Add documentaries like League of Denial to that mix while Goodell makes commercials directed at your mom, and it makes the whole game a lot harder to enjoy.
This could go on forever, too. The PR campaigns, the safety measures that won't solve anything, the retired players suffering. Football is so ingrained in our life and the NFL is so powerful that all the documentaries in the world may not change anything. The next time there's a collective bargaining struggle, when the owners decide to screw the players out of a little more leverage, they can force everyone to sign a clause stating that head injuries may cause problems later in life. And players will sign it, because what else can they do?
So we'll keep having this conversation.
The stories will only get more vivid. Scientists will come up with a test for living athletes, and then we'll have to watch football players either ignore the test itself or ignore the test results and keep playing. At the same time, other retired players will recognize the side effects of CTE, and they'll start speaking out about the consequences.

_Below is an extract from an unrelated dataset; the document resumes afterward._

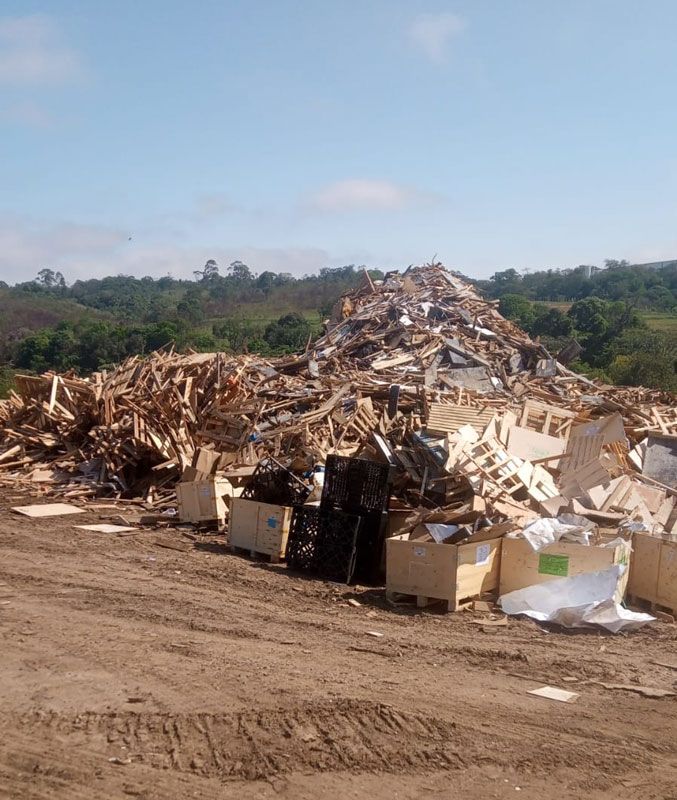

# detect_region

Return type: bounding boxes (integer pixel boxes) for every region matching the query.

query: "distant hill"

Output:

Because for every player who takes his own life, there are probably hundreds more who suffer in silence. Guys like John Mackey, a Hall of Fame tight end and former NFLPA president who spent the final years of his life with dementia in an assisted living facility, struggling to pay for his care on the NFL's $2,500-a-month pension. Or Ricky Watters, who was honored in Philadelphia last year and admitted he's got arthritis all over his body and suffers from head trauma, too. For them, the "crisis" is daily life.
Midway through League of Denial, Steve Young talked about all the linemen he worried about, the former running backs he played with, and the concussions "that you never feel until it's too late."
And that's football. Where the hits that look like murder happen 30 times an hour, and players don't feel the true effects of anything until they're Mackey or Watters and it's way too late to decide if it was worth it. That's what it's really like. I don't know if we need more reminders of all that, but we're going to keep getting them anyway.
The NFL Films Era is over and this is what we have instead. I love football, and I hate talking about concussions, but everything we know about football makes it impossible to choose between the two without being just as reprehensible as an NFL doctor.